Attempting to express a theological consensus among evangelical Protestants is no small task. In this book, two outstanding evangelical scholars from different "wings" of Protestantism — J.I. Packer (Anglican) and Thomas C. Oden (Methodist) — nonetheless give voice to what consensus can be achieved. There are sixteen chapters, mostly covering doctrinal themes ranging from biblical authority to eschatology, although there is one chapter on social responsibility. All of the chapters are composed of small sections of short affirmations, almost all of which reference some previously published document. These sources include the three major evangelical statements included in the appendices (the Lausanne Covenant of 1974, The Gospel of Jesus Christ: An Evangelical Celebration of 1999, and The Amsterdam Declaration of 2000), other international agreed statements (the Berlin Statement of 1966, the Manila Manifesto of 1989, and The Amsterdam Affirmations of 1983), assorted statements by evangelical organizations (e.g., the World Evangelical Alliance) and schools (e.g., Wheaton College), as well as numerous scriptural citations.
Because the book covers so much ground, the authors cannot be expected to go into much detail on any given topic. But it is disappointing to see little evidence of any thinking beyond traditional evangelical expressions of doctrine. This is especially frustrating given Oden's engagement with the Church Fathers during recent decades as seen in the Ancient Christian Commentary on Scripture series he edits, also published by InterVarsity. None of this is evidenced in, e.g., the un-nuanced and largely fundamentalist affirmations about biblical inerrancy, the Protestant Old Testament canon, the penal substitution view of the Atonement, condemnation of universalism, and affirmation of an eternal hell for all unbelievers.
While various creedal statements are quoted (such as one from London Bible College), and some others are referred to (such as the Apostles' Creed and the "Chalcedon Creed"), the great creed of historic Christianity composed by the councils of Nicea (325 CE) and Constantinople (381 CE) is conspicuously absent.
Sometimes one encounters contradictions. Under "Consequence of the Fall," for example, we read that although we inherit sinful nature from Adam and Eve, "not all are guilty of their original act of disobedience" (64). Yet on the next page we are told that Adam "incurred upon himself and all his posterity the guilt of sin, condemnation, and death." (65, emphasis added).
While the authors "decry the poverty of sacramental understanding among Evangelicals" (124), they appear complicit in this poverty with the little space (less than a page) they devote to baptism and eucharist. One might have expected more from an Anglican and a Methodist.

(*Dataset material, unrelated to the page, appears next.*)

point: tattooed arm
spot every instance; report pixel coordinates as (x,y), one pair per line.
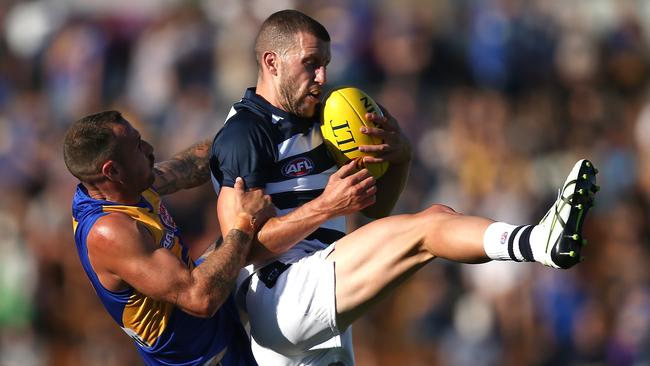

There are some good surprises in the book, however. The authors strongly criticize anti-Semitism and see concern for the poor and the environment as Christian responsibilities. Where the book surprises, however, one suspects there is a corresponding lack of consensus among evangelicals.
The book is worthwhile as a starting point for learning about traditional evangelical doctrine, but the reader looking for something new will be disappointed.